Anuk ArudpragasamCredit:

That’s it. Some critics have complained that nothing happens – which it doesn’t, apart from the culminating funeral – and that Arudpragasam’s sentences are very long, which they are. Intricately woven, grammatically so exact that you can follow the sub-clauses for pages without faltering, those endless sentences are the perfect formal expression of Krishan’s drifting, indecisive intelligence and his yearning for things he can’t name. A Passage North often made me think of Mrs Dalloway. Nothing much happens in that novel, either.

The only book on the list to come from Britain, although arguably its Somalian perspective is more essential to the story, is Nadifa Mohamed’s The Fortune Men. Working from newspaper reports of a Somali seaman accused of murdering a Cardiff shopkeeper, Mohamed conjures up a post-war world in which a man with dark skin was not believed or even heard; even his own barrister called Mahmood Mattan “a half-formed savage”. The irony is that Mattan does tell lies, even if they are not the ones the police want to pin on him. Mohamed’s great talent is to understand how and why he betrays himself – and to make us understand it, too.

Nadifa Mohamed

Nadifa MohamedCredit:

The bookies have called it, however, for what is generally agreed to be a clear winner: The Promise, the third of South African writer Damon Galgut’s excellent novels to be shortlisted. Tracing the decline of the Swarts, a well-to-do Afrikaner family, through several decades and four deaths, Galgut skewers the details of vapid lives bolstered by petty privilege: the women baking, the men drinking, the children’s longing to be different, the virtual impossibility of being different.

The promise of the title was made by Pa – ineffectual, blustering, spent – to Ma on her deathbed that he would give their maid the house from which she has served them for most of her life. Amor, the youngest child, heard him. She knows.

Damon Galgut

Damon GalgutCredit:Nigel Maister

But once Ma has died, he refuses to remember; when apartheid is overthrown and their money dribbles away, he can’t even think about it. Then he dies and it falls to Astrid, mean-spirited since adolescence, then to the prodigal Anton, awash in white guilt and permanently sozzled, to make amends.

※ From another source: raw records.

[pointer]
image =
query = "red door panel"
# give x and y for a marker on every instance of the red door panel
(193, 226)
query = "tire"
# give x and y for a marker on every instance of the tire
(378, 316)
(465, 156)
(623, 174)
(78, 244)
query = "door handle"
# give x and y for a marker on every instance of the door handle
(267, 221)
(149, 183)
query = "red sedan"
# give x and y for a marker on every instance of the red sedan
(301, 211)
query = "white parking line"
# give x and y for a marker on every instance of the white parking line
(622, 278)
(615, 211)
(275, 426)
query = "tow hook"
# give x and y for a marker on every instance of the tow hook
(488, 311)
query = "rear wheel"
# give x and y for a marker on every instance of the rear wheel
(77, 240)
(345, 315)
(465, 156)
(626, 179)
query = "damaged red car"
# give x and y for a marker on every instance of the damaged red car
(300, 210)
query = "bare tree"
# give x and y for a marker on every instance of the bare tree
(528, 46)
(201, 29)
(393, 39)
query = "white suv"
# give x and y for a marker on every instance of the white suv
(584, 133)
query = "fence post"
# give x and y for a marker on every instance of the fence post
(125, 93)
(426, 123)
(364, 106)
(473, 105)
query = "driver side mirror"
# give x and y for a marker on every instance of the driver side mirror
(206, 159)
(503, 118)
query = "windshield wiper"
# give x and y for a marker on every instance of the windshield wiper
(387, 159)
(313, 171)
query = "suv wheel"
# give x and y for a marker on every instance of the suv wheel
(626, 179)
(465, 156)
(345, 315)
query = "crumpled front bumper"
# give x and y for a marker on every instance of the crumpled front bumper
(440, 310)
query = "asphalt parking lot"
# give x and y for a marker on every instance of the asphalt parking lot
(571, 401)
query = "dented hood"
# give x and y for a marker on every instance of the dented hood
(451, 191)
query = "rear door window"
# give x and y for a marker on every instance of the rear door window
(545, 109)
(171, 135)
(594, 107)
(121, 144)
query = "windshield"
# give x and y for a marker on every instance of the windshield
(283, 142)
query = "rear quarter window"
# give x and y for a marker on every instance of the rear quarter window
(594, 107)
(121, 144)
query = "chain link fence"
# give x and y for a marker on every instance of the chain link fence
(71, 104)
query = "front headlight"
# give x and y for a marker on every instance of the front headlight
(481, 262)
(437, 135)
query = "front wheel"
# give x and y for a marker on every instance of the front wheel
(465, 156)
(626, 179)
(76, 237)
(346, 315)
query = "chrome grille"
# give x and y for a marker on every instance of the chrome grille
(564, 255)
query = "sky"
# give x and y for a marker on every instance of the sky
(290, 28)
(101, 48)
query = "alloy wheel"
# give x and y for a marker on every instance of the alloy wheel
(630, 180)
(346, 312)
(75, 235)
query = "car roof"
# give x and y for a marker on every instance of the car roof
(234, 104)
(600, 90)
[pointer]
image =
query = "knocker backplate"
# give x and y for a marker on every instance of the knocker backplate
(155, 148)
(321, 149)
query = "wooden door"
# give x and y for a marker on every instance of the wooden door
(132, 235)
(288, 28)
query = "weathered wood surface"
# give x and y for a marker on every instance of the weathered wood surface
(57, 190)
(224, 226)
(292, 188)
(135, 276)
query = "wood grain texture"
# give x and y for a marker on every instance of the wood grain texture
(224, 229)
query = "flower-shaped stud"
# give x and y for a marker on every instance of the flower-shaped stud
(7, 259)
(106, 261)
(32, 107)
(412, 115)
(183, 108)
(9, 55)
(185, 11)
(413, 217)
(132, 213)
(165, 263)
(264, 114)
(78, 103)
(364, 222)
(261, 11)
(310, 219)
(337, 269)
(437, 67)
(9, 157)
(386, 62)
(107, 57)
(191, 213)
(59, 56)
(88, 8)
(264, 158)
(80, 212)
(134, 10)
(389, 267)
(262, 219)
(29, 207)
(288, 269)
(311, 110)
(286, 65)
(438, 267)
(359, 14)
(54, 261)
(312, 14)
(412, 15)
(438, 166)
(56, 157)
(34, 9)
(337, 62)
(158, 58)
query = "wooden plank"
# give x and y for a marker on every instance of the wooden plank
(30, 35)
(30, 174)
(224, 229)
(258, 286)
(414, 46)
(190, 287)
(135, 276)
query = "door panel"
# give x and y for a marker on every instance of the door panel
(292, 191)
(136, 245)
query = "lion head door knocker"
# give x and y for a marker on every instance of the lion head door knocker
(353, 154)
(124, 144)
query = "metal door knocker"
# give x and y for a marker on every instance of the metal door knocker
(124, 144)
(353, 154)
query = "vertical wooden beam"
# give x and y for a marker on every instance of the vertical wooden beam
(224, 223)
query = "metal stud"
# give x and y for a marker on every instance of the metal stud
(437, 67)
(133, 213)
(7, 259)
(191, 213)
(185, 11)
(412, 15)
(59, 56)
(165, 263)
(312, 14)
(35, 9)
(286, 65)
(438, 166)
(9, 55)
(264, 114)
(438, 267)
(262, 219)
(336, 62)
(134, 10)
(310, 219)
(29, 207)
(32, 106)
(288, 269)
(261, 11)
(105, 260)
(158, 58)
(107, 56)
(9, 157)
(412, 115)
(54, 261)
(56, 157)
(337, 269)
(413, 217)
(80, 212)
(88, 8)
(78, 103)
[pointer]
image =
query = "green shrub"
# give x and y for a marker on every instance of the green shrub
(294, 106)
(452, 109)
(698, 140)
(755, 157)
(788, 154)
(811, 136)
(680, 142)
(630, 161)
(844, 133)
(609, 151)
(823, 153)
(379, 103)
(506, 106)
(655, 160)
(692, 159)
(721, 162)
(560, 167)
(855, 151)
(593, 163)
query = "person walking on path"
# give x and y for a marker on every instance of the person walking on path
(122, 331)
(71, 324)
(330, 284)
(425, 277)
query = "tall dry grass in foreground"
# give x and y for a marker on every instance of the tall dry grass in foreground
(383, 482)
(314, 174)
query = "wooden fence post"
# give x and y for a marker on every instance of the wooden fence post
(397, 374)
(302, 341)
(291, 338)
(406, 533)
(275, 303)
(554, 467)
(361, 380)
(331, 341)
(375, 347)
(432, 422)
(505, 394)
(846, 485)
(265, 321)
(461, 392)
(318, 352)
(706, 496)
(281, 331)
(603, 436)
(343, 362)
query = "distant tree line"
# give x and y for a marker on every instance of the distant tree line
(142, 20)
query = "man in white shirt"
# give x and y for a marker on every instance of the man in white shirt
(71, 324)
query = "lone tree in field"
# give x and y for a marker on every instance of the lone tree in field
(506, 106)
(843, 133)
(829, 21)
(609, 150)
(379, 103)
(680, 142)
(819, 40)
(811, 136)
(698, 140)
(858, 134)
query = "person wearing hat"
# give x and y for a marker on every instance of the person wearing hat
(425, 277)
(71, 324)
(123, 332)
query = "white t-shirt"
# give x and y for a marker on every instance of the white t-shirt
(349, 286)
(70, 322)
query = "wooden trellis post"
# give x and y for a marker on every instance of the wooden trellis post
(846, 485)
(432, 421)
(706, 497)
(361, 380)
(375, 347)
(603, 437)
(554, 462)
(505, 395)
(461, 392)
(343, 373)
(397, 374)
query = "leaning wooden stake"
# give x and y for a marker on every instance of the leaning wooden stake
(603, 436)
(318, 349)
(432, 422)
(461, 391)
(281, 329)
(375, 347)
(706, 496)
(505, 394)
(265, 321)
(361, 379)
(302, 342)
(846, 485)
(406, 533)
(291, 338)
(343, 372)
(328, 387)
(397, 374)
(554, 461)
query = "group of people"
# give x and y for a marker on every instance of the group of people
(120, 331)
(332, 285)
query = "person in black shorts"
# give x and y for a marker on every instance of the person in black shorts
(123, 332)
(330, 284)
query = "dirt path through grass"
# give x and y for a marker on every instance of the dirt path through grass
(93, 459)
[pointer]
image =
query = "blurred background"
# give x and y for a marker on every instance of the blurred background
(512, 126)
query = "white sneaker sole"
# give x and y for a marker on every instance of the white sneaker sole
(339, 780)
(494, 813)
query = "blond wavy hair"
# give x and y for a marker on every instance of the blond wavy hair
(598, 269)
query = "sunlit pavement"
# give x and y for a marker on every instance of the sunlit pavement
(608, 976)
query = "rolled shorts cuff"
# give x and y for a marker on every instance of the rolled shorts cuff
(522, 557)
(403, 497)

The homage to Faulkner’s The Sound and the Fury – about a disintegrating white family in America’s South, also told from four points of view – is obvious, but Galgut’s acerbic, angry voice is all his own.

Like a character in its own right, that authorial spirit flies like Puck between his characters, seeing into their minds and speaking their thoughts, in order to draw a girdle about the complicated, bitter history of South Africa. Of course he should win.